Tornando a noi, gli unici ad essere a conoscenza del laboratorio sono il maggiordomo, la cuoca e Eddie, il migliore amico.  –“Una reazione chimica esplosiva ed estremamente dannosa per l’ambiente….uhm, sembra interessante. Il vecchio dottore aveva davvero scoperto qualcosa di grosso, per il quale valesse la pena di porlo a tacere.” -Silenzio assoluto. –“Ora- riprende Serse- chi potrebbe aver avuto interesse nel farlo?” Prende fiato, e intanto ci osserva con quegli occhi da rapace, fingendo di attendere una nostra risposta. Poi, ripresa la parola, ci espone una serie di ragionamenti che, infallibili, ci portano come d’abitudine alla risoluzione del caso. –“Dunque, la cuoca ed il maggiordomo avrebbero tratto solo beneficio dal successo di Noris. Eddie no. Era sempre stato in competizione con lui, sin da quando si erano conosciuti all’università di medicina. Occorre una prova per incastrarlo.”- “Resta il fatto che i due domestici dovevano per forza essere complici, se no lo avrebbero denunciato già da un pezzo. Ma a quale scopo?”-Serse mi lancia un’occhiata fulminea, l’ho interrotta, lei odia essere interrotta. –“Lo scopriremo.”- mi risponde offesa. “Puoi occupartene personalmente, visto che la questione ti affascina.”- Sorrido malignamente, e accetto la sfida.
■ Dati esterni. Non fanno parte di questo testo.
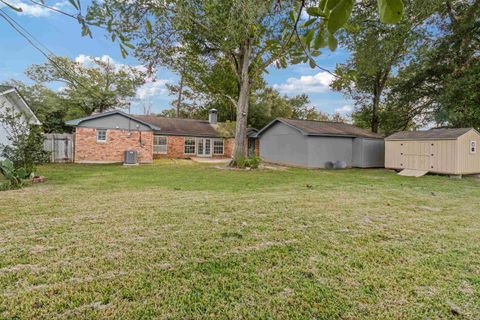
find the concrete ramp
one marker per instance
(412, 173)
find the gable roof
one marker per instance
(17, 99)
(76, 122)
(432, 134)
(4, 88)
(323, 128)
(182, 127)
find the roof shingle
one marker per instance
(182, 127)
(327, 128)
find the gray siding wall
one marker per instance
(284, 145)
(368, 153)
(114, 121)
(324, 149)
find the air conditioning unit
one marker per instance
(130, 157)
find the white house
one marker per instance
(10, 99)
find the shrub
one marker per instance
(251, 162)
(13, 176)
(25, 149)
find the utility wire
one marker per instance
(18, 28)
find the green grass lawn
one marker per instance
(181, 240)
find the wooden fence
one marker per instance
(60, 146)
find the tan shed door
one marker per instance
(416, 155)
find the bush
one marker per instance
(251, 162)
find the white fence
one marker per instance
(60, 146)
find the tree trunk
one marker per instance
(375, 121)
(377, 92)
(242, 104)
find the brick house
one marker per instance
(103, 138)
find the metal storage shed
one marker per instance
(315, 144)
(448, 151)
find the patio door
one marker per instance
(204, 147)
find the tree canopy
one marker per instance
(98, 87)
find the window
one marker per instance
(160, 144)
(189, 146)
(101, 135)
(218, 146)
(473, 147)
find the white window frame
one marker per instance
(194, 145)
(223, 147)
(160, 145)
(473, 147)
(97, 133)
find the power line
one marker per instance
(18, 28)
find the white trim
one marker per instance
(106, 135)
(213, 147)
(31, 114)
(195, 145)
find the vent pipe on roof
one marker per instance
(212, 116)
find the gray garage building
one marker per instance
(316, 144)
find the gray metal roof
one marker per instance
(76, 122)
(323, 128)
(182, 127)
(432, 134)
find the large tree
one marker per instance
(441, 84)
(98, 87)
(193, 36)
(378, 51)
(50, 106)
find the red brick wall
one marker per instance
(174, 148)
(228, 145)
(87, 149)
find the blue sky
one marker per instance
(61, 35)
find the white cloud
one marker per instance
(345, 109)
(306, 84)
(31, 9)
(152, 89)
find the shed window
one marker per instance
(218, 146)
(101, 135)
(189, 146)
(473, 147)
(160, 144)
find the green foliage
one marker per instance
(13, 176)
(50, 107)
(25, 149)
(333, 15)
(379, 53)
(391, 11)
(227, 129)
(96, 87)
(441, 84)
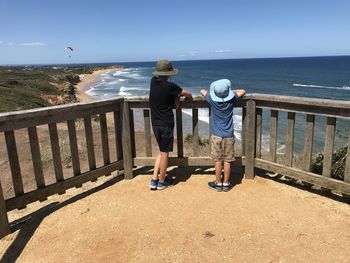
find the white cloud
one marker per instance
(189, 54)
(37, 44)
(223, 51)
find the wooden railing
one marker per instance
(330, 109)
(122, 110)
(52, 117)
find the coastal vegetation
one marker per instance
(27, 87)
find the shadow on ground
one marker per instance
(28, 224)
(303, 186)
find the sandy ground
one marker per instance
(116, 220)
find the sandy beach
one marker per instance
(87, 79)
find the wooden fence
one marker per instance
(122, 109)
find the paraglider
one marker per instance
(68, 49)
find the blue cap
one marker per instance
(220, 90)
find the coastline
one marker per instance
(87, 79)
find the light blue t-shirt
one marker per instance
(221, 116)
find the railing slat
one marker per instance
(132, 133)
(4, 222)
(244, 128)
(250, 140)
(308, 143)
(179, 133)
(104, 139)
(118, 134)
(36, 157)
(195, 135)
(56, 154)
(328, 183)
(89, 143)
(148, 141)
(52, 189)
(14, 163)
(258, 131)
(347, 164)
(74, 147)
(273, 135)
(127, 148)
(328, 147)
(290, 139)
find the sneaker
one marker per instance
(153, 184)
(226, 187)
(169, 180)
(162, 186)
(215, 186)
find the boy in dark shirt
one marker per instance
(162, 97)
(222, 99)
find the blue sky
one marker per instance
(119, 31)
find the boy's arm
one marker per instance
(240, 92)
(203, 92)
(186, 94)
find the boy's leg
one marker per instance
(163, 165)
(218, 171)
(227, 172)
(156, 167)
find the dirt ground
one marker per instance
(116, 220)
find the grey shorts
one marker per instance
(222, 149)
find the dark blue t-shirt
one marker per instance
(221, 116)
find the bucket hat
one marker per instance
(220, 90)
(165, 68)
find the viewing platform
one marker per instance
(78, 159)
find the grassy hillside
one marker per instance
(32, 87)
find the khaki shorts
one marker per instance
(222, 149)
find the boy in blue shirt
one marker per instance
(222, 100)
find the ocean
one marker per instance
(315, 77)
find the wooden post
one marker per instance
(148, 138)
(118, 134)
(258, 131)
(309, 139)
(273, 135)
(104, 139)
(126, 135)
(195, 135)
(250, 140)
(90, 143)
(290, 140)
(244, 128)
(72, 134)
(36, 159)
(347, 164)
(14, 162)
(179, 133)
(132, 132)
(4, 222)
(56, 154)
(328, 147)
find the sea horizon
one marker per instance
(173, 60)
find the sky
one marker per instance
(37, 31)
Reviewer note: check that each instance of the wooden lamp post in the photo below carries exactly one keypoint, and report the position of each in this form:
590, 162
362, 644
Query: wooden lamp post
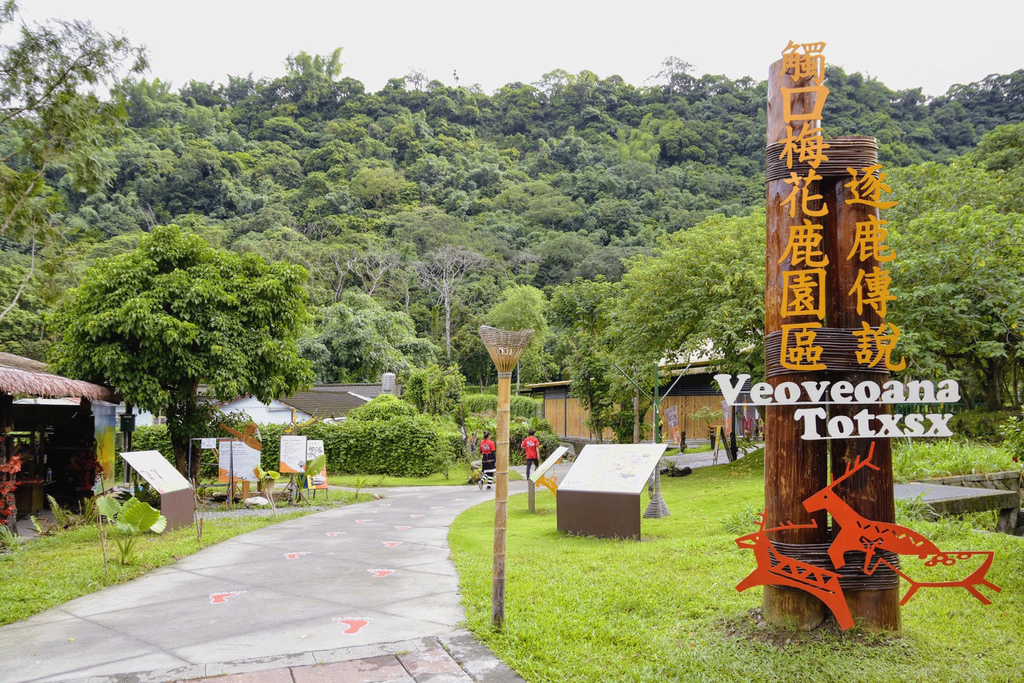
505, 348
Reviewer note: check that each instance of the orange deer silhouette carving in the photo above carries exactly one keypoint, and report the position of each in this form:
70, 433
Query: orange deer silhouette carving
786, 571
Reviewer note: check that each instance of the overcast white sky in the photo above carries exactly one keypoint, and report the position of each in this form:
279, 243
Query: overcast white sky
932, 44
Il mattino seguente, mi reco con Max ed altri due colleghi a pranzo dal dottor Eddie. Sotto mia grande insistenza, ci sono tutti: i parenti, gli amici più cari e, ovviamente, i famosi domestici. Solo Serse manca, è troppo orgogliosa per assaporare  platealmente il gusto amaro della sconfitta. Non c’è dubbio, riuscirò ad incastrarlo.  Per una volta, la vita ha deciso di assecondarmi: non faccio in tempo a terminare la ricostruzione dei fatti che la cuoca scoppia in lacrime. L’avevo detto, in fondo non è poi così malvagia. Poi, sotto mia sollecitazione, anche il maggiordomo conferma di aver partecipato al delitto in cambio di un’ingente ricompensa. Ancora una volta, la teatralità del mio mestiere si fa sentire, facendomi credere di vivere dentro il film di Shcerlok Holmes: dall’ingresso, ecco arrivare i poliziotti, ammanettare Eddie e i complici e condurli in auto tra il brusio generale. Ce l’ho fatta, ancora non riesco a crederci. In un lampo, scendo le scale e mi dirigo verso l’uscita, il volto compiaciuto di chi è al settimo cielo. All’improvviso, un’inaspettata visione mi fa trasalire: Serse è in piedi, di fronte a me, le gambe tremanti, il busto dritto e la testa alta. Mi sta aspettando. –“Ho vinto!”-sussurro in un soffio, ancora ansimando per l’emozione. –“Tu credi, eh? E, sentiamo, come avresti fatto a portarli in caserma senza una scorta? Sarebbero benissimo potuti scappare. Senza il mio aiuto non li avresti mai presi.”- Confuso, la guardo con un fare di ammirazione, è incredibile come riesca sempre ad avere ragione. Però è vero, non ci avevo pensato, come sempre, ho reagito d’impulso. –“Allora siamo pari.-“ ribatto, mentre un’espressione divertita mi si dipinge sulle labbra.  Abbasso gli occhi, quasi imbarazzato e, quando li rialzo, una felicità nuova mi coglie tutto d’un colpo: questa volta, anche Serse sorride.